The deal with sacrificing liquidity

Do take note that when you pay in full cash, you’ll sacrifice liquidity (the rate or the degree of which assets can be converted to cash if you need it). Bank and savings accounts are liquid assets, which mean that you take out cash almost immediately when you need money. This is not the same with a home, however, as you need a few months (or longer) to sell it and then get the cash you need.

There is the option of getting home equity loan and reverse mortgage if you need cash, but this has a number of risks and drawbacks. This is why it only makes sense to pay cash if you have a lot of money or if it won’t drain your savings.

Effects on savings and diversification of investment

house keys

If the cash needed to pay the house in full will eat up all or most of your savings, it can affect your financial situation in the future. This is especially true in emergency cases like a medical problem, natural calamity, or job loss. There is also the issue of tying most of your money in one asset class, which means that there is no diversification of investments.
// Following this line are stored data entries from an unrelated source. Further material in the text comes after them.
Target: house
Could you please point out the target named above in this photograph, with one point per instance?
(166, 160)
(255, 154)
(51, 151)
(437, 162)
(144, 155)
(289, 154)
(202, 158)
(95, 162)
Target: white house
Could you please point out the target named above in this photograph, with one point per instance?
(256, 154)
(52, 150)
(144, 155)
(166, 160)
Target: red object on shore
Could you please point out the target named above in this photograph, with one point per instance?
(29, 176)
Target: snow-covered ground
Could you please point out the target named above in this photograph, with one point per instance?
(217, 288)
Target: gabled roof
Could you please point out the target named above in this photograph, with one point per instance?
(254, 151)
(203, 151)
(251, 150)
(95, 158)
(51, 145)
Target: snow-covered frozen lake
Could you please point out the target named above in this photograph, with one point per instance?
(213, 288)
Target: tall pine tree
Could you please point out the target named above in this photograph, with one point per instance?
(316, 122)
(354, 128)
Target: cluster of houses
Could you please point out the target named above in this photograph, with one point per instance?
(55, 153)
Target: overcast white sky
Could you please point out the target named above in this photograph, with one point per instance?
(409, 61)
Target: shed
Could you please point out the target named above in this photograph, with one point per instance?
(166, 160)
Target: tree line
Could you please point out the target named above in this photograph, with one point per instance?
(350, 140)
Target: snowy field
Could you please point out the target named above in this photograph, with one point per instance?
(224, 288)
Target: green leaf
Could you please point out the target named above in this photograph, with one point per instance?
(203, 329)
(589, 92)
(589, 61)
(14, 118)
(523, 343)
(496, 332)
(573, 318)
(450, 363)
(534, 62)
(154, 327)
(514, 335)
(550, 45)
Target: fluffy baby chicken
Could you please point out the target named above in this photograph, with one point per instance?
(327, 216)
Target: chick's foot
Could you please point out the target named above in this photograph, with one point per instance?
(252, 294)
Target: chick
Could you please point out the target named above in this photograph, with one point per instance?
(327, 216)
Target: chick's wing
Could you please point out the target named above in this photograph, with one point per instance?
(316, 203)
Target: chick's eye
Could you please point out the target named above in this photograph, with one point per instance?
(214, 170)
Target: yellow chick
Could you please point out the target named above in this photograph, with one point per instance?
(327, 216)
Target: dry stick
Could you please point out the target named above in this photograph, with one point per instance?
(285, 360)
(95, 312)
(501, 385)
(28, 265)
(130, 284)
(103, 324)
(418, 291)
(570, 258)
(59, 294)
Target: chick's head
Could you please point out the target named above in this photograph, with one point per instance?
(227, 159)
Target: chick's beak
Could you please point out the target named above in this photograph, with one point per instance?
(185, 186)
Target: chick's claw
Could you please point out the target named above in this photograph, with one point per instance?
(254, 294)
This is why it makes sense to get a mortgage, so you can invest some of your money and diversify your investment portfolio. This is because your home is not necessarily an asset or an investment and you cannot expect to act like one.  

Missing out on the financial leverage of a loan

You should also know that paying in full cash comes with tax implications. One consequence is not being able to qualify for tax deductions, which is applicable for most mortgage-interest payments. Not having a mortgage can also negate homestead exemption (a legal provision that protects the equity in your home) in case you face a serious debt in the future.

There may be some downsides to getting a mortgage because of interests, but there are also upsides that are hard to ignore. A talk with a reliable lender can help you learn more about the benefits of financing your purchase with a loan.

You will always have the final say on how you want to finance a home purchase. Both make sense, but if paying cash means draining your savings, it is best to get a home loan. You can decide to make a sizeable down payment (20% or more), so you’ll have lower monthly payments.